Para João Barradas, tocar música de Sassetti é quase uma raridade, mas não uma estreia, embora nunca a tenha tocado com a formação que agora apresenta: “A última vez que toquei música dele foi antes da pandemia. Eu e o Sérgio Carolino [tuba] usámos uma sonata que ele escreveu, porque na altura em que ele faleceu estava a escrever uma peça para o Sérgio Carolino, que até estreámos com o disco Surrealistic Discussion [de ambos, 2013]. E já tinha agarrado nalguns temas do Bernardo em casa, excertos, tocando-os no meu estudo diário, embora nunca os tivesse incluído no meu repertório, nem a solo nem com as minhas formações de jazz.”

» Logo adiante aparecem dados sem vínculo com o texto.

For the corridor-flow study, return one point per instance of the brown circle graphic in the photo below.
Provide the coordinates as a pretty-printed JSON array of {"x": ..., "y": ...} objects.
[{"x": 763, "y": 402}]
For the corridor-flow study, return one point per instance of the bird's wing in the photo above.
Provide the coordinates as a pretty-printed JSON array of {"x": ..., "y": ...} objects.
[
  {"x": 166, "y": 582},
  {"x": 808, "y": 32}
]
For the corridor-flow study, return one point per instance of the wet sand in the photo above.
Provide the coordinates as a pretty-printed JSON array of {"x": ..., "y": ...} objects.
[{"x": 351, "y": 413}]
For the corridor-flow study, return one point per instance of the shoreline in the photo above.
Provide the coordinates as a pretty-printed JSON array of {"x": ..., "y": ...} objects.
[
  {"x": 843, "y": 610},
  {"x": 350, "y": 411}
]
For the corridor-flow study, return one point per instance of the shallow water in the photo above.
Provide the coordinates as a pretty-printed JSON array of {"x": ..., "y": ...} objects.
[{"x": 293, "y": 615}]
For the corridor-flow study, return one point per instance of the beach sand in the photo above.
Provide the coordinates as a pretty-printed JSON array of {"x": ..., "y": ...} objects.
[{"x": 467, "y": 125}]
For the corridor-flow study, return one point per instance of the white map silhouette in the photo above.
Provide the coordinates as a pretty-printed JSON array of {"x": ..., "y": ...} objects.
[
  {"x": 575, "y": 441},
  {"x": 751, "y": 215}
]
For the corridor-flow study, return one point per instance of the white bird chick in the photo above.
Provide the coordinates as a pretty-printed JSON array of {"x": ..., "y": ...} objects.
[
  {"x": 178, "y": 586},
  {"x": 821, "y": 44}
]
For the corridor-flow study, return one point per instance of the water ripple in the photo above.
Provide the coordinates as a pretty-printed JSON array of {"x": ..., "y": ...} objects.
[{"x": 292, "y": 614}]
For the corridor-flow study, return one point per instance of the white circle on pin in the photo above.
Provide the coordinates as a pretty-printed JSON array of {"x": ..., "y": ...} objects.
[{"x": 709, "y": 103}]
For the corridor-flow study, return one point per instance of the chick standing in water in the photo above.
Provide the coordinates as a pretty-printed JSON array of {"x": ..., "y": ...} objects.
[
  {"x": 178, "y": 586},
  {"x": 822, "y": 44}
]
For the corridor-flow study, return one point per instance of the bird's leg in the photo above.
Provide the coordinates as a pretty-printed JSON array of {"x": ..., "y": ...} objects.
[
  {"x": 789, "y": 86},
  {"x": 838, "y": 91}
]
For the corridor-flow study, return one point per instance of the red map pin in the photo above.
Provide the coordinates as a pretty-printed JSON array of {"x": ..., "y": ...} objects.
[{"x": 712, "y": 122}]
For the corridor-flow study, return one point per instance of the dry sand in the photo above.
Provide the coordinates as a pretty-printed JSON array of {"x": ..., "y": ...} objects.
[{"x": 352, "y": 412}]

Uma coisa é certa: João Barradas vê Bernardo como “um compositor magnífico”: “Porque vive de uma linguagem só dele. É obviamente um músico de jazz, um super improvisador, mas as suas composições para piano têm uma introspecção e um lado quase visual, cinematográfico, muito grande. Mesmo entre os compositores portugueses que escrevem música para cinema, a linguagem do Bernardo é tão própria que o tema pode ser bastante acessível, até fácil, do ponto de vista da performance, mas soa tanto a Bernardo Sassetti que é inacreditável. É a qualidade mais importante que temos no objecto artístico: a música dele fala por ele, tem uma entidade subjacente, é surreal.”